Why does it matter what state you're from?
For public and private colleges, they may have a certain quota they have to reach for out-of-state applicants. Private colleges generally have higher quotas than public colleges for out-of-state applicants. Both types of colleges value geographic diversity in their students because it might have an affect on what type of applicants they get in the future.
Out-of-state tuition is generally much higher, sometimes even twice the cost, than in-state tuition, colleges often have a hard time getting just 5% of students from different states than their own. Especially if the school isn't highly ranked or well-known for their sports or academic programs, getting out-of-state applicants can be close to impossible.

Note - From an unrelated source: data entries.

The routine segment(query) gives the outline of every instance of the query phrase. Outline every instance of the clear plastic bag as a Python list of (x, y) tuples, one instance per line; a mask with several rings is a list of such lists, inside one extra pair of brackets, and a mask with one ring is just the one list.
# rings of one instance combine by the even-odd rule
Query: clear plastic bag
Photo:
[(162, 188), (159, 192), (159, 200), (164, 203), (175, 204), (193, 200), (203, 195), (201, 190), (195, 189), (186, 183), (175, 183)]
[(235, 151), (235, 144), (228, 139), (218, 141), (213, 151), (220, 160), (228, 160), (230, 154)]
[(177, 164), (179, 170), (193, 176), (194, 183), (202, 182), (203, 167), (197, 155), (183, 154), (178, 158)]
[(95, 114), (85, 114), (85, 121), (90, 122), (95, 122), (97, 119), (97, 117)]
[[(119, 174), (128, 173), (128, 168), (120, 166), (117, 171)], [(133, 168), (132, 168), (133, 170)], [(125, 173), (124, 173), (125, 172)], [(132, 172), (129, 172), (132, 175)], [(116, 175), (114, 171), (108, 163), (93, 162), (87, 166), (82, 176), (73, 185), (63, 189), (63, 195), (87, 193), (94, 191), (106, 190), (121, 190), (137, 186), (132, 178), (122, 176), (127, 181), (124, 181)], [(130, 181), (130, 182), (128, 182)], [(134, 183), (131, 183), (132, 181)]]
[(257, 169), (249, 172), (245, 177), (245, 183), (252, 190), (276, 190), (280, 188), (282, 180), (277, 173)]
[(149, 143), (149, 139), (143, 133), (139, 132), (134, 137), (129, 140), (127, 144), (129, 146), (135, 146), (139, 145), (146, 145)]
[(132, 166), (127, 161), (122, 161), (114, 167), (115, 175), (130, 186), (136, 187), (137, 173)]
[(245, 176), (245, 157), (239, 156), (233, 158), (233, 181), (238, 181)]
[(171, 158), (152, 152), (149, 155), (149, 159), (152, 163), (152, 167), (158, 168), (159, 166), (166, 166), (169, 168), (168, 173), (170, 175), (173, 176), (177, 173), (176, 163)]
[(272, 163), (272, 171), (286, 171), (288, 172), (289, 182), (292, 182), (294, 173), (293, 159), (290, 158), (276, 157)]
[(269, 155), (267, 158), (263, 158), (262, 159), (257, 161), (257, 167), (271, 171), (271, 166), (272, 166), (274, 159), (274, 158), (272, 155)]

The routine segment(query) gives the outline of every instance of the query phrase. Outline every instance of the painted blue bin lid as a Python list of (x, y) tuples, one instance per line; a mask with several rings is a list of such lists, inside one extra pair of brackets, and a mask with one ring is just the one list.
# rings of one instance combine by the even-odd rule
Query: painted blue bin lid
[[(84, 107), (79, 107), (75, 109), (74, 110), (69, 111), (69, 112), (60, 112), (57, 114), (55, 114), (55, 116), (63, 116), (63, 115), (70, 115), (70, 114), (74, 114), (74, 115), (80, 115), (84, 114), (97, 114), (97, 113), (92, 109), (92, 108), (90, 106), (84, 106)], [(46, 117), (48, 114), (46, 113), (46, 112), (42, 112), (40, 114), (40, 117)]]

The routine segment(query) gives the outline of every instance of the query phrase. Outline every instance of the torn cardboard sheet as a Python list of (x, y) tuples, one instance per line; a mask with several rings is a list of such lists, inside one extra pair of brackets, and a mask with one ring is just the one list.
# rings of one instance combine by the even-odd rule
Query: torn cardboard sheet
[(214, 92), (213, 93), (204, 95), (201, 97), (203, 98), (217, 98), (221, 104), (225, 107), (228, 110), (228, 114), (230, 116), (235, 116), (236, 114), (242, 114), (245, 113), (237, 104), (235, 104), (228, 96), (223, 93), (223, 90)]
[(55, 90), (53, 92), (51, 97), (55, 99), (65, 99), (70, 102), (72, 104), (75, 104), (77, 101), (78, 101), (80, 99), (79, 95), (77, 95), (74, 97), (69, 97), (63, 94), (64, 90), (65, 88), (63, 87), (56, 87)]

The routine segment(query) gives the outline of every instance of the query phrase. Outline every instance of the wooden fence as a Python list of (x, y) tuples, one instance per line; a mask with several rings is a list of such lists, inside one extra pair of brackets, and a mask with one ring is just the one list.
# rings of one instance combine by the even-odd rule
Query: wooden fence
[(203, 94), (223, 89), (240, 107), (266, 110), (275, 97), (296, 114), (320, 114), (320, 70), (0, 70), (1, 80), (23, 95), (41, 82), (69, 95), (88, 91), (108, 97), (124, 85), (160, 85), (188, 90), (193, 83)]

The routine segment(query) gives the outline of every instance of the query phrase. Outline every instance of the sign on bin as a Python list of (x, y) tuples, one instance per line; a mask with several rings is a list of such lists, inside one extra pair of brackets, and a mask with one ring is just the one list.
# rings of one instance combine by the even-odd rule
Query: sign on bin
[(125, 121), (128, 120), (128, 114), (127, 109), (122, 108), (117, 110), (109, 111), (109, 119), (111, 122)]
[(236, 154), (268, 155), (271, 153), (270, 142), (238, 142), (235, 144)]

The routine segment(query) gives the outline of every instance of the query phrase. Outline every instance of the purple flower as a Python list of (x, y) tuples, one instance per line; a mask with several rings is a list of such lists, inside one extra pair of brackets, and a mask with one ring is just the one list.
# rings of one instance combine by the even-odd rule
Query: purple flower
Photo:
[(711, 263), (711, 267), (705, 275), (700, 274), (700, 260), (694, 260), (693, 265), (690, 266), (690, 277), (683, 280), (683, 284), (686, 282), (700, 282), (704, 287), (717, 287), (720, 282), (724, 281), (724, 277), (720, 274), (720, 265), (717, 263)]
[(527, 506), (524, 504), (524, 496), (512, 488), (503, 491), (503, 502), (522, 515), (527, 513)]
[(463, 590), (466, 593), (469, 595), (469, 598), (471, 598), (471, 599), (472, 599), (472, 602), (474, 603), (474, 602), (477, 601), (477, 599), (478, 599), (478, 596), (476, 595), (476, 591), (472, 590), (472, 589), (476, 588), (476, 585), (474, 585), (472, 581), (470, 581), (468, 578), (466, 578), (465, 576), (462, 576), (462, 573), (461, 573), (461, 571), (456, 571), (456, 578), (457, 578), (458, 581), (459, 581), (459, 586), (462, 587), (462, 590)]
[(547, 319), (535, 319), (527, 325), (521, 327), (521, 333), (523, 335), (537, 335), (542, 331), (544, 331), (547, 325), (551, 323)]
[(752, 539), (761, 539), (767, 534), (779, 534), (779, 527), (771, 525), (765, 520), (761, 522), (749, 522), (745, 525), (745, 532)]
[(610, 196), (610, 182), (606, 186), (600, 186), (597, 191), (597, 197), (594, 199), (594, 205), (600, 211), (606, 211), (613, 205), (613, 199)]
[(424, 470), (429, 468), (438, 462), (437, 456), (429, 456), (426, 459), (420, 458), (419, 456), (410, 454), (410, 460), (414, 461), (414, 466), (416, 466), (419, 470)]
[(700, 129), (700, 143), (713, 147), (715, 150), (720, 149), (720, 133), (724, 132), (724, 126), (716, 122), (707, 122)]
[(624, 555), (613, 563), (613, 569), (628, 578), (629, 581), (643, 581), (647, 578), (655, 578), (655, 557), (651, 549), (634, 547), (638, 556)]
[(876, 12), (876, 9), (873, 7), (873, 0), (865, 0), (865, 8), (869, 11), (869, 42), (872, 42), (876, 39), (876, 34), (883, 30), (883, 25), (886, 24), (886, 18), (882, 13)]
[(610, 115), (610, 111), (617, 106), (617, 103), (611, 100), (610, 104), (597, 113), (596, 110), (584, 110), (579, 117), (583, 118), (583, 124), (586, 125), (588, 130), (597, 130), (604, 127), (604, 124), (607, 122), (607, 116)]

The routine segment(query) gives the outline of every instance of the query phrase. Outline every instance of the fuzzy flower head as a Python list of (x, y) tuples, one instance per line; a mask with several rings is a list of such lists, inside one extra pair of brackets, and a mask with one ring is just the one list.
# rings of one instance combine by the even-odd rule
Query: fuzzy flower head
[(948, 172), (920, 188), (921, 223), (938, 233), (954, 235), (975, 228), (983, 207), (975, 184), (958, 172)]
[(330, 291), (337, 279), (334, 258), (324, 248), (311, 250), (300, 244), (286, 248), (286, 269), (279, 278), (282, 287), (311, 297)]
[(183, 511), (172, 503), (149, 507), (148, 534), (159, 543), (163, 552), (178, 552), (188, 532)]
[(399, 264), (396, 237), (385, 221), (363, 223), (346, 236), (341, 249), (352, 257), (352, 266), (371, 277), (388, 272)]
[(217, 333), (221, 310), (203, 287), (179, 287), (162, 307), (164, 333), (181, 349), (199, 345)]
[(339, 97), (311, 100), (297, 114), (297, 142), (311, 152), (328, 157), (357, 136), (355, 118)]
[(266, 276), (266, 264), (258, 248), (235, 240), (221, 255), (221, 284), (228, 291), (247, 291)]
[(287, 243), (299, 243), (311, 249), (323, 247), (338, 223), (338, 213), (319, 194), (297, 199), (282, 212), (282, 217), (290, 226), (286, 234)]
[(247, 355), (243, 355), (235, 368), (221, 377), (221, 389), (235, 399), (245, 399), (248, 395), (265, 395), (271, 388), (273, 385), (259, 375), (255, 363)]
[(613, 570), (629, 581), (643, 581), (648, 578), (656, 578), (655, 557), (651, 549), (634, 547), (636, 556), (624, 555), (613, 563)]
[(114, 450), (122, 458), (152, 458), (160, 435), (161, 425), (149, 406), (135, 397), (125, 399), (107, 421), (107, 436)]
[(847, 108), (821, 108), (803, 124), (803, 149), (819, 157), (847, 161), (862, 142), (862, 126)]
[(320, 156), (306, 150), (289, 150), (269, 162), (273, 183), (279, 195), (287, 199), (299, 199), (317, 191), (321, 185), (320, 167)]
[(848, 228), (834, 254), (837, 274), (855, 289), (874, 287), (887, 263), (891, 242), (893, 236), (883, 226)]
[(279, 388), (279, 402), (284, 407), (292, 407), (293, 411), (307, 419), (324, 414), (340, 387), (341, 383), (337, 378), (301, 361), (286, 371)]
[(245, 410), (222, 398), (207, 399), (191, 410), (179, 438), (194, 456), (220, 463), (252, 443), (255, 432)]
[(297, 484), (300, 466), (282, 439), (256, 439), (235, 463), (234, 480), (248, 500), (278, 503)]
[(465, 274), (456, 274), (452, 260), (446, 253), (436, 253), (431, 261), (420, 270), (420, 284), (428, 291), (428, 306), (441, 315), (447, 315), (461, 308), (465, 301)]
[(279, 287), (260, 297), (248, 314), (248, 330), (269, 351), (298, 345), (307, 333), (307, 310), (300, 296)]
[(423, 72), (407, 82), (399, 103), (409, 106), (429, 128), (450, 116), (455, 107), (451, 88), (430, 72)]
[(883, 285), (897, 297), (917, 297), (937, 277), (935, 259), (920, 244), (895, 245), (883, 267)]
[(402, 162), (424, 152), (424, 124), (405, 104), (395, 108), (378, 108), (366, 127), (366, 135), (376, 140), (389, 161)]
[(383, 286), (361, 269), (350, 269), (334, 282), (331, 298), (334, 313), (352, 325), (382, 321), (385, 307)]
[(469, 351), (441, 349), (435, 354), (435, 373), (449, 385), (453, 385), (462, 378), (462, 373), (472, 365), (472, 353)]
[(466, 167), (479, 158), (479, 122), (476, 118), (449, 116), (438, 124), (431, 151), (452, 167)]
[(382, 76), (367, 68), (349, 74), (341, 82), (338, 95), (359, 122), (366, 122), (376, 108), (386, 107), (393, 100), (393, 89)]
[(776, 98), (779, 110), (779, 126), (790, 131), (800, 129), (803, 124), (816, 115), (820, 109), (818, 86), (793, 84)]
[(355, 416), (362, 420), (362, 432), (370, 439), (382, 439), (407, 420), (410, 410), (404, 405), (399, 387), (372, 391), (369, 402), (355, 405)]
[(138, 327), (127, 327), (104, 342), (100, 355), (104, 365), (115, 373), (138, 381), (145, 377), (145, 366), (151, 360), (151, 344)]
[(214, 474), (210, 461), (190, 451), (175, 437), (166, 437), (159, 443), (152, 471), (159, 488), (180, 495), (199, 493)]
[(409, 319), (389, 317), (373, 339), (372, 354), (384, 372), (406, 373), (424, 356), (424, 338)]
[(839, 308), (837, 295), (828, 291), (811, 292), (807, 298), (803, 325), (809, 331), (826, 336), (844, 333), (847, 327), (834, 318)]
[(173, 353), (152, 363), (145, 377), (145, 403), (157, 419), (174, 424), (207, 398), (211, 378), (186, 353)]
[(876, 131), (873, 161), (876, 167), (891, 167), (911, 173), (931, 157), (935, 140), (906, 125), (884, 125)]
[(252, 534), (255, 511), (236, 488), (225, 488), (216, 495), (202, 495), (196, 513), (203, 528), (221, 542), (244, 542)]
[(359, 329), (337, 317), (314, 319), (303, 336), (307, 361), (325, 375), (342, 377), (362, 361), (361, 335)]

Plus, for the college, if they are able to get more out-of-state applicants it means more in tuition getting paid to their college, which can be very important in times an economic downturn.
What does this mean for you?
What this means is that you may have a better chance of getting into a ranked school if you are an out-of-state applicant, over an in-state applicant with the same qualifications, experience, and personal background. Private schools generally prioritize out-of-state applicants more than public schools do, too.
Remember, though, that this isn't always the case and it isn't always one-to-one, meaning just because you're an out-of-state applicant doesn't guarantee you a position at any college. College admissions factors in a number of different variables when making their decision, so don't rely on your location to get you into college.
If anything, this is something that you should ask the admissions office of the college you are applying to. Most will probably tell you that it does, but this factor is so little that it won't tend to matter as much as the student might think. Above all, schools will look at your grades, extracurricular activities, intended major, and classes you have taken to determine the value you bring them as an institution.
One thing to keep in mind as well is that schools will sometimes offer students financial incentives for attending, but not just because of your residency classification. If you are a good out-of-state applicant, the school may offer you in-state tuition to attend, and sometimes even scholarships and help with tuition above that. This information will be included in your acceptance letter. Above all, don't be discouraged from applying to an out-of-state college, public or private, just because you don't qualify for in-state tuition.
If you do get an acceptance letter with some sort of financial aid package, make sure that you factor this into your decision when ultimately choosing the school you are going to attend. Also, don't just look at the financial aid package and say no, call the school and tell them about your situation. If you would attend if tuition were X amount of dollars less, let them know. They may be able to get you a better financial aid package, especially if you've been accepted into other competitor schools.
There is nothing wrong with asking, and there is certainly room for schools to work with you if you are a student whom they really want to attend their college. Even if they aren't able to get you anything better, you can still decide to attend that school. It doesn't hurt to ask.